Mergers & Acquisitions: How People Factor Into the Deal

2009 was a very interesting year as the economic turmoil inevitably reshaped the way that many companies run themselves. Now that we’re more than halfway through 2010, all signs are indicating continued improvement. Organizations that were able to weather the storm may be on the lookout for prime opportunities to grow (and in some cases downscale) their businesses. Likewise, organizations that didn’t fare so well may be looking for a safe harbor in the form of a more well run business to acquire them.

Upon reflection of what we’ve been through, organizations should be contemplating what the future economy will look like and how they organize their current business for optimal growth and survival. Part of these strategies may entail either strategically selling off certain business segments or buying new ones in order to further market share or innovation.

Beyond the business logic behind the strategy; beyond the price and scope of the deal; one thing always holds true whether you are the buyer or the seller: you’ve got to be organized and have a focused people integration strategy from the start. If you forget about the people–that create the technology; that innovate the intellectual property; that help you gain market share; and ultimately create revenue–then the very value that you are trying to secure can evaporate right before your eyes.
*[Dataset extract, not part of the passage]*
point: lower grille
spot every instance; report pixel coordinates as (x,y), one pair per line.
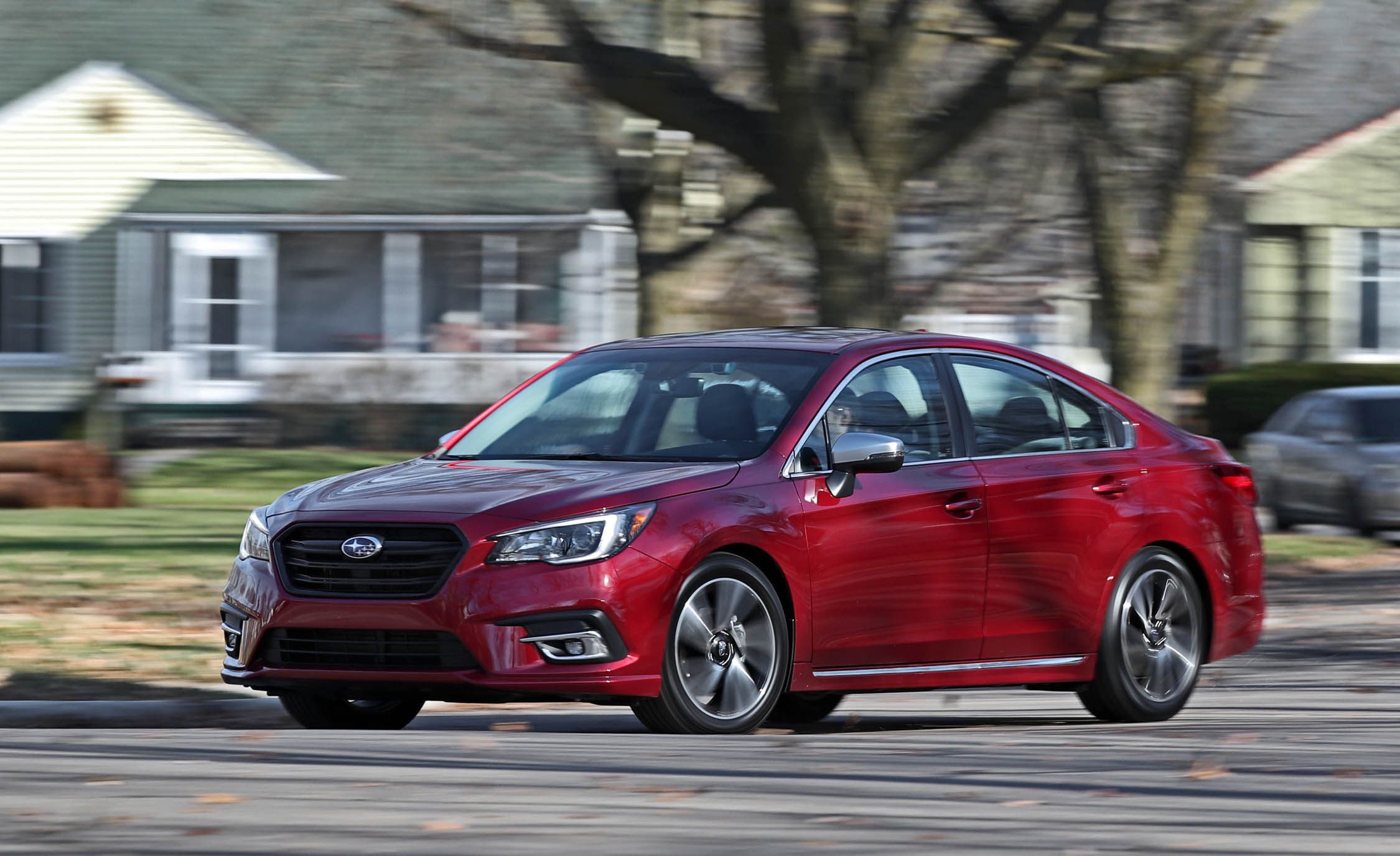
(412,563)
(365,649)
People Make The World Go Around?
Remember the song, “Money Makes the World Go Around”? Well, in the world of mergers and acquisitions, that is mostly true, but at the end of the day, it is actually people that make the world go around. Most deals start out being price-centric for both parties: the buyer wants to get the highest price and the seller wants to get the best value for their money. However, nothing erodes the value of a deal faster than when the people (i.e., the talent, the know-how, the intellectual capital) begin to jump ship because proper planning wasn’t done in advance to contemplate how they will “fit” during the transition.

Planning 101
Having established that people are a critical part of the deal, it is important to have someone with Human Resources experience to help you plan, coordinate and drive all of the people-related issues throughout each of the key phases of an M&A. Specifically during:

• Planning
• Due Diligence
• Negotiation
• Integration

Both the Buyer and Seller will have specific needs that they are trying to achieve and the associated people-related implications should not mistakenly be reserved for the very end during integration. A majority of integration headaches could easily be avoided by having someone paying attention to the people-related issues that exist right from the very beginning.

For example:

M&A Phase People-Related Issues
Planning
  • Are the cultures for the two organizations compatible? Are there contrasting work styles, communication styles or even time zones?
  • Is there a plan for merging the cultures? Will one be dominant, and, if so, how will people operating under the other culture be brought on board?
  • What overlaps exist (e.g., functional, positional, etc.)?
  • Location-specific issues (e.g., availability of talent to backfill, re-allocation of work or office space)?
Due Diligence
  • What are the implications if specific employees decide to leave the company?
  • What can you do to combat the risk or solve for the situation?
  • Are their potential people liabilities the Buyer will inherit (pending employee legal action)?
  • Are compensation and benefits philosophies in alignment (or will you have to upgrade both organizations to keep everyone happy)?
Negotiation
  • What are each organizations strengths, weaknesses, opportunities, and threats in terms of their people?
  • What is each organizations strategy for exploiting and combating these?
  • Will certain leaders of the acquired organization take on or take over a current buyer-side part of the organization? Or will they need to be demoted?
  • Do you need to put retention packages together in order to keep certain key talent around for a period of time post-acquisition?
Integration
  • What is our communication strategy for keeping employees informed? Telling key employees in a timely manner is key to eliminating rumors. Understand when you can share the news from a legal perspective and when you should share the news.
  • How will employee issues be addressed? Every staff person will want to know how the merger is going to affect him or her – Am I going to have a job; will I lose/get stock options, and will I get a pay cut or pay raise? Be prepared to address these and others that may come up.
  • Have you developed communication plans for both the acquired employees as well as your existing employees so that they know what is going on?
  • Is your employment brand intact or diluted? Does it need to be modified given the change in the organization?

Given tomorrow’s economic challenges and uncertainties, any organization contemplating a merger and acquisition will want to make sure they can have as successful of a deal as possible. The key to merger and acquisition success regardless of which side of the equation you are on is to eliminate as much uncertainty up front. The solution is simple: plan ahead and prepare your people-related strategies from the very beginning stages of any potential merger or acquisition. In the end, you’ll save yourselves not only headaches, but also money, which will truly help your world go around.